Septuagenária vai cumprir a medida em estabelecimento prisional psiquiátrico
A mulher de 72 anos detida na segunda-feira, na Guarda, pela presumível autoria de nove incêndios florestais ocorridos na periferia da cidade, ficou em prisão preventiva, que irá cumprir em estabelecimento prisional psiquiátrico.
Presente, na terça-feira, ao Tribunal da Guarda para primeiro interrogatório judicial, a suspeita viu ser-lhe aplicada a medida de coacção de prisão preventiva “em estabelecimento prisional psiquiátrico”, segundo confirmou fonte judicial à agência Lusa.
A mulher está indiciada pela autoria de nove incêndios florestais registados na zona do Outeiro de São Miguel, na periferia da Guarda, nos meses de Julho e Agosto.
De acordo com a Polícia Judiciária, “a mulher terá ateado os incêndios por motivos fúteis, com recurso a chama directa, em acumulações de combustíveis secos junto de pequenas matas de pinheiro e carvalho, num período fortemente marcado por incêndios florestais no mesmo distrito”.
Na altura, as condições meteorológicas eram propícias à propagação das chamas, “sendo que, em todos os eventos, o risco de incêndio era máximo, conforme aviso emitido pelo IPMA”.

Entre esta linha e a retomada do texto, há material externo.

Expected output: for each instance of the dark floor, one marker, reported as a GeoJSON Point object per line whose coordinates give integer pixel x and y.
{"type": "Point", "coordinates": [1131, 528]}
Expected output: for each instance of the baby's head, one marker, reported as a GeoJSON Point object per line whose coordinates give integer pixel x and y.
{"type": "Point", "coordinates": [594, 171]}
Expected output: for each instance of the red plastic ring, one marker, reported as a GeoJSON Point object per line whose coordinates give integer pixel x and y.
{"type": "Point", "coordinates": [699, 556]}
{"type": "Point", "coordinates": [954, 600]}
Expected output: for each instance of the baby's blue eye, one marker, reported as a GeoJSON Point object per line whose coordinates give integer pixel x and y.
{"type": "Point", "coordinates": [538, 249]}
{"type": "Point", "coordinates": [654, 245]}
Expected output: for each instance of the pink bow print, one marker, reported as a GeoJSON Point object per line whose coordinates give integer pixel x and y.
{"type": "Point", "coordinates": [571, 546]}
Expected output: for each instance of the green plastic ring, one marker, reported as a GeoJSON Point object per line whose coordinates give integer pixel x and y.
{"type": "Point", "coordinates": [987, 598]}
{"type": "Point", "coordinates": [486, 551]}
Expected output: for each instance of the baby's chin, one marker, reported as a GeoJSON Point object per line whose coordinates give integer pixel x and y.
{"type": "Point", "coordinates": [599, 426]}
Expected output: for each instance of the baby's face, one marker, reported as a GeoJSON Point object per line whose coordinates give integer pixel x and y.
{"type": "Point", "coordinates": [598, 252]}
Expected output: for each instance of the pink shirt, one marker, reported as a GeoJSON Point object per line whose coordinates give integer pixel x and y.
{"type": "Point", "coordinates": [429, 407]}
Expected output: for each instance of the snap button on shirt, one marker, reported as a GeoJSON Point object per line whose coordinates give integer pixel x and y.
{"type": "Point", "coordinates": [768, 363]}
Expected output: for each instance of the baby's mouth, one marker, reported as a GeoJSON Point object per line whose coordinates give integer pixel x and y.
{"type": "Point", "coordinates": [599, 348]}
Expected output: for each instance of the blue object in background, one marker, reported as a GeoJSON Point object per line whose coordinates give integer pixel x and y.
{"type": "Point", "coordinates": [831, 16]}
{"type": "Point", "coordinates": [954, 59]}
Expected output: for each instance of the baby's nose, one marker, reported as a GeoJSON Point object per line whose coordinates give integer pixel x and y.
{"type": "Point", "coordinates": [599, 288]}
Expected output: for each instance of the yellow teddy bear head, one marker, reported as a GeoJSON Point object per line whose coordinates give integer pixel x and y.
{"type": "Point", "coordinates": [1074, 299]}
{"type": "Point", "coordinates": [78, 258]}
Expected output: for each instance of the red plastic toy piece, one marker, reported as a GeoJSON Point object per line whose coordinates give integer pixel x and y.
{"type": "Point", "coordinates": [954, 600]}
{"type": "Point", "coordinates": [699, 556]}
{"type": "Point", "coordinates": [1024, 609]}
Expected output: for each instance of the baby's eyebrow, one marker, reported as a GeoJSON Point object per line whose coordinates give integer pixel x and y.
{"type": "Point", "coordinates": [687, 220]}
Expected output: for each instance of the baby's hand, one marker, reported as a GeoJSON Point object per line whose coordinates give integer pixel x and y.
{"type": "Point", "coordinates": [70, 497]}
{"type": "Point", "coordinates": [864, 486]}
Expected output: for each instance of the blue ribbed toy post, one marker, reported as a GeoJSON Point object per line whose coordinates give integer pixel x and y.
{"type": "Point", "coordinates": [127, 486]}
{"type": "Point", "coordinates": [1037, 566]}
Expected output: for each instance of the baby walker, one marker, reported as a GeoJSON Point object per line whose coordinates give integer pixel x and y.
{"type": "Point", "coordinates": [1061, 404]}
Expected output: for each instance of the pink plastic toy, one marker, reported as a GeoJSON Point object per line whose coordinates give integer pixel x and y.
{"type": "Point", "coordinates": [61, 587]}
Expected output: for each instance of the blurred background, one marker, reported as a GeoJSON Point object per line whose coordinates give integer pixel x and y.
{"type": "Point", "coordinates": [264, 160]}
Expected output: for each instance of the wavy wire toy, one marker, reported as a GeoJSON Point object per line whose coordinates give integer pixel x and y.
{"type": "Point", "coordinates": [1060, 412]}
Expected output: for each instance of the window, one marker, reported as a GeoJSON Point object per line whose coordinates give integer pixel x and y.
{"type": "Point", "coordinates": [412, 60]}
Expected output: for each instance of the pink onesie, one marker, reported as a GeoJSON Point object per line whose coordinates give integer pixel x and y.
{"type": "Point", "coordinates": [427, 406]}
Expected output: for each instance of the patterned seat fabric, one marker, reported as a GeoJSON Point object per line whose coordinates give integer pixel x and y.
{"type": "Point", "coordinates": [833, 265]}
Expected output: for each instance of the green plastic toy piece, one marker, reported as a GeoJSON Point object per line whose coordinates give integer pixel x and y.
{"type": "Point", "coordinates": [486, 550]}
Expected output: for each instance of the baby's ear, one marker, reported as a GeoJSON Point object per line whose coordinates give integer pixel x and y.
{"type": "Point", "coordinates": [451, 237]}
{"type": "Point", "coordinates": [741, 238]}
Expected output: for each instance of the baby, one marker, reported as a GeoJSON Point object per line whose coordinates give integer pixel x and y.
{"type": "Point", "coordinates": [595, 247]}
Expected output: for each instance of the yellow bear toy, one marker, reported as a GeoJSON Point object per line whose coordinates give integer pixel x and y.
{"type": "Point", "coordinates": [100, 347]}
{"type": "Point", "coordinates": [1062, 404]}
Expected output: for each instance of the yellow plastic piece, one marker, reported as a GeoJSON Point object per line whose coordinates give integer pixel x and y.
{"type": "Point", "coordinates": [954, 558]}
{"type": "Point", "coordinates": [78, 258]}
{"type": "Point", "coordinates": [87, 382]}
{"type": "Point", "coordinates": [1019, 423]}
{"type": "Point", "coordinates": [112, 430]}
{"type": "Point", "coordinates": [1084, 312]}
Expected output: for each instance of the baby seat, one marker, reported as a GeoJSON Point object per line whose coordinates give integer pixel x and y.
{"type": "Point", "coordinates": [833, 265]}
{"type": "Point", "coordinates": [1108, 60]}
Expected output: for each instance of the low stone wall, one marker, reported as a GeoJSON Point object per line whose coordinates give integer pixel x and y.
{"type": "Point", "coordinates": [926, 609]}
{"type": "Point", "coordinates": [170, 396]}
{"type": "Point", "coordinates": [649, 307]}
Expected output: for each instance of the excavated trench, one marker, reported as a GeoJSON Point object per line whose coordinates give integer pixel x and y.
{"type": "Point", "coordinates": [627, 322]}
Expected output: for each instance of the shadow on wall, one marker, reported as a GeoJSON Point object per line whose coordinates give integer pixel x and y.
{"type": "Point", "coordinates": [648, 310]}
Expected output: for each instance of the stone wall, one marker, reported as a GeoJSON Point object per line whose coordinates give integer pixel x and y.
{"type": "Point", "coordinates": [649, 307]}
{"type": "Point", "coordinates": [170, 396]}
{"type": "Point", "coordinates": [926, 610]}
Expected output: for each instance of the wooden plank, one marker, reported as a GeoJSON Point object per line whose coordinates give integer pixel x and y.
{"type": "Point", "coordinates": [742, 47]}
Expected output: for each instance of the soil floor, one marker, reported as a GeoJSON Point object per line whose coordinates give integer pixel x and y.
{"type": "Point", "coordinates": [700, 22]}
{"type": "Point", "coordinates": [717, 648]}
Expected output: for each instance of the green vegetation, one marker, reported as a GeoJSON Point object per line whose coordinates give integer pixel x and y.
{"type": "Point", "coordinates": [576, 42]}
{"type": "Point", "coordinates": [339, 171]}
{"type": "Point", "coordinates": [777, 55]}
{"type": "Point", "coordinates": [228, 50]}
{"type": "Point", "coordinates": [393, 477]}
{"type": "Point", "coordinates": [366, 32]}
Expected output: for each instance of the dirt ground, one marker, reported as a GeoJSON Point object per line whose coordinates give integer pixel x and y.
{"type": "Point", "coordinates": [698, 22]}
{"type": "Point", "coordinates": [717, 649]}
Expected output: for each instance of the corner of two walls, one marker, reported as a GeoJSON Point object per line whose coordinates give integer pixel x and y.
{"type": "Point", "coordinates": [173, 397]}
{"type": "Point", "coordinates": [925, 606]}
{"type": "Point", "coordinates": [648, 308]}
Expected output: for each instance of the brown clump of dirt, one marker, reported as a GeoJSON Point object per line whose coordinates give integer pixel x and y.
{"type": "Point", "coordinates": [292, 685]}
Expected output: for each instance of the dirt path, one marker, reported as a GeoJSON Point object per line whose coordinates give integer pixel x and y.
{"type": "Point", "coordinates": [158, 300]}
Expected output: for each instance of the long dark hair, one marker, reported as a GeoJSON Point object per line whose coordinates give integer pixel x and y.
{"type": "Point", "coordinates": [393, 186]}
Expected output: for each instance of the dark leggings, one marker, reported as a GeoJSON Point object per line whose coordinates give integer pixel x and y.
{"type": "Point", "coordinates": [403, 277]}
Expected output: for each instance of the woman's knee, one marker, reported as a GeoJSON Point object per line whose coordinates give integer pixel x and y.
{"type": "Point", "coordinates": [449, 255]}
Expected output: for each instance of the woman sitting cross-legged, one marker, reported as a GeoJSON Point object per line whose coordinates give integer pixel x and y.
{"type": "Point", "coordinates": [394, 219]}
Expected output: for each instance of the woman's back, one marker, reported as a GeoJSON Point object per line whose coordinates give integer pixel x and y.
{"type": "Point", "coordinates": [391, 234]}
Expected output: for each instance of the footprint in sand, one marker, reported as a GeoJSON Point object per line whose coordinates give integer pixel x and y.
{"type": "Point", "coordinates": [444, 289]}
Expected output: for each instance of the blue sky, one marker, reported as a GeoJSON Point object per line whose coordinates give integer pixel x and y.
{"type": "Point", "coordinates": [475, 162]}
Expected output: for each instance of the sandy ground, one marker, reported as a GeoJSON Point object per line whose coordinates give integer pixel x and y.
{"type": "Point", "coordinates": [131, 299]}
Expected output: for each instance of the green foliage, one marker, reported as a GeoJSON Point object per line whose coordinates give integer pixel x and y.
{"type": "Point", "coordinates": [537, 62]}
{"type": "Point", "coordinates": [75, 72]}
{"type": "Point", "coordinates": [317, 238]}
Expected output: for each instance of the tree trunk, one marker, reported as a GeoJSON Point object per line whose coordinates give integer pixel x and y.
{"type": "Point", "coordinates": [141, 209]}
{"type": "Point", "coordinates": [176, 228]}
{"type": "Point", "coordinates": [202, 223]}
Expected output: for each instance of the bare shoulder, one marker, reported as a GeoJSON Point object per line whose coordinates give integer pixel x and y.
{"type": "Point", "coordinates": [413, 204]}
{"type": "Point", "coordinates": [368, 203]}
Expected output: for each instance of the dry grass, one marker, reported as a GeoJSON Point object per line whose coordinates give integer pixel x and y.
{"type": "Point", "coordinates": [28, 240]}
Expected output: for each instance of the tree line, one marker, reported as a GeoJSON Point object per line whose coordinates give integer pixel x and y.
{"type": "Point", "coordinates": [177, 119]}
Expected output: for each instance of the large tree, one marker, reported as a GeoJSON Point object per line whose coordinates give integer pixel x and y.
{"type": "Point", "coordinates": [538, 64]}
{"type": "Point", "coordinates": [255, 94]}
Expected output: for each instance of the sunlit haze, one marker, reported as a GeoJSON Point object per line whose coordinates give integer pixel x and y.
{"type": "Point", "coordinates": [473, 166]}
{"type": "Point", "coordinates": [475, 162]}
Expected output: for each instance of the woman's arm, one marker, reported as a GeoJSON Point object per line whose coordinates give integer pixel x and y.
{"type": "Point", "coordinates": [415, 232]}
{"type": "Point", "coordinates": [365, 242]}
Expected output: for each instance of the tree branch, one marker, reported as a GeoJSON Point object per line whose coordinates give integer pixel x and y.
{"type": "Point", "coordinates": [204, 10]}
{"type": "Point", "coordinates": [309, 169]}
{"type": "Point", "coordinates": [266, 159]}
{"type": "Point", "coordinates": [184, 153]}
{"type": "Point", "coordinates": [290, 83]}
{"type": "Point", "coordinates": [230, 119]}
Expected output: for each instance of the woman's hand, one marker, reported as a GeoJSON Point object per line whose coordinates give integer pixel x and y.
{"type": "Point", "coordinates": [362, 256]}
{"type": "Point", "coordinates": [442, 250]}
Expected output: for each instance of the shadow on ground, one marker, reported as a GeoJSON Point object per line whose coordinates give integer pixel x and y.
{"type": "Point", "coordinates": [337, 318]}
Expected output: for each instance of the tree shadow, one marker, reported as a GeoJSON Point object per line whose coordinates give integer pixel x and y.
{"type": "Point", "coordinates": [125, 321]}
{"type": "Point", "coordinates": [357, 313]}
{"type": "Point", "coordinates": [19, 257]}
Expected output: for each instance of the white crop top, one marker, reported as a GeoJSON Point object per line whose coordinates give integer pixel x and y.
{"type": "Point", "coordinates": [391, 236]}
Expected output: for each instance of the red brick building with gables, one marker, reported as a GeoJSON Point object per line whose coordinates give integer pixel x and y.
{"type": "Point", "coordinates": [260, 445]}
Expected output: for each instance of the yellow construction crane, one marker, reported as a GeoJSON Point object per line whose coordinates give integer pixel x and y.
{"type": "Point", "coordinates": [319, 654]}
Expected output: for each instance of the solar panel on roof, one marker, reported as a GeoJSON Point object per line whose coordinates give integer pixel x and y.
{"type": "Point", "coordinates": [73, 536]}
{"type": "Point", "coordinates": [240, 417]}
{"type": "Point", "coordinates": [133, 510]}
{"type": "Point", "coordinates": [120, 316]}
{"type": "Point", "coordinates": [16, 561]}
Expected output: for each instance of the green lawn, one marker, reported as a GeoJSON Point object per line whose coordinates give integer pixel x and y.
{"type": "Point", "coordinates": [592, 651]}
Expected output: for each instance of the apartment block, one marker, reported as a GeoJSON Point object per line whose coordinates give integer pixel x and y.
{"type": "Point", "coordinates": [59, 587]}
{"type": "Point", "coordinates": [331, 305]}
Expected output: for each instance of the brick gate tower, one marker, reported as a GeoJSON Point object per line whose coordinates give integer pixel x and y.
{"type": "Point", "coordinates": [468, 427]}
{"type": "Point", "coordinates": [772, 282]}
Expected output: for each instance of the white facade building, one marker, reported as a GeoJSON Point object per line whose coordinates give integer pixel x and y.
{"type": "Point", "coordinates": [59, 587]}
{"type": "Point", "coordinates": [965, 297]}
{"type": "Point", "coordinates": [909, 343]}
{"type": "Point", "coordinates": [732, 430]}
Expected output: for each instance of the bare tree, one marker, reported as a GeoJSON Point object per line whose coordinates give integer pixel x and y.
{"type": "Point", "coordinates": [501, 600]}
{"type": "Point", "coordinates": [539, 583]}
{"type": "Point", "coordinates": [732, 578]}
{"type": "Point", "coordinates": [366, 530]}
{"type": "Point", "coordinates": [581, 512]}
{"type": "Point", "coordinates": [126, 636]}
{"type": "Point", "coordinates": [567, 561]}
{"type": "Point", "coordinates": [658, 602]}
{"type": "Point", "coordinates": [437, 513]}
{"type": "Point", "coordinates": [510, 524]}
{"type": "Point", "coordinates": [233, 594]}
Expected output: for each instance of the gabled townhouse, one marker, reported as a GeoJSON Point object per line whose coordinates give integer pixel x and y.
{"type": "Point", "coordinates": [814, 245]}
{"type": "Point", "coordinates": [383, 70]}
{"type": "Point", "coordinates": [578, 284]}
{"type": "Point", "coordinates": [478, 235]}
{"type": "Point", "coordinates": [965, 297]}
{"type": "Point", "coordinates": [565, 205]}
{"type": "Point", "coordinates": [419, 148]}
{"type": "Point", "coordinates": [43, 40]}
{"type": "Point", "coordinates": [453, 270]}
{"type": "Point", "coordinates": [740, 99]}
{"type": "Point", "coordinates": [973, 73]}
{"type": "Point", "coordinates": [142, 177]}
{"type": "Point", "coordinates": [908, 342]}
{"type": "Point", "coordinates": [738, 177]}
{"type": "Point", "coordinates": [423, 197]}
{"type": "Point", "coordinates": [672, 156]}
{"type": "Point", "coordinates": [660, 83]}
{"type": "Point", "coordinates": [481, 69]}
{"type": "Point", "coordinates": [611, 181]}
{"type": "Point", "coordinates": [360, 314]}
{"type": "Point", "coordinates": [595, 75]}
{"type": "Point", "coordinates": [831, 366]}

Segundo a PJ, “os incêndios foram provocados durante a noite, não assumindo maiores proporções em virtude da rápida intervenção do Dispositivo Especial de Combate aos Incêndios Rurais”.
A Polícia Judiciária indicou ainda que um dos fogos foi contido pelos próprios inspectores, que se encontravam no local “em vigilância desses povoamentos florestais, na sequência de ignições anteriores”, tendo conseguido controlar o incêndio “com uso de extintores até à chegada das equipas de intervenção rápida dos Bombeiros Voluntários da Guarda, que o vieram a extinguir”.
A detenção foi efectuada por elementos do Departamento de Investigação Criminal da PJ da Guarda, em estreita colaboração com o Grupo de Trabalho para a Redução de Ignições em Espaço Rural — Centro Interior, constituído por elementos da GNR, do Instituto da Conservação da Natureza e das Florestas (ICNF) e da PJ, e com o Núcleo de Protecção do Ambiente (NPA) da GNR da Guarda.
O inquérito é tutelado pelo Ministério Público da Guarda.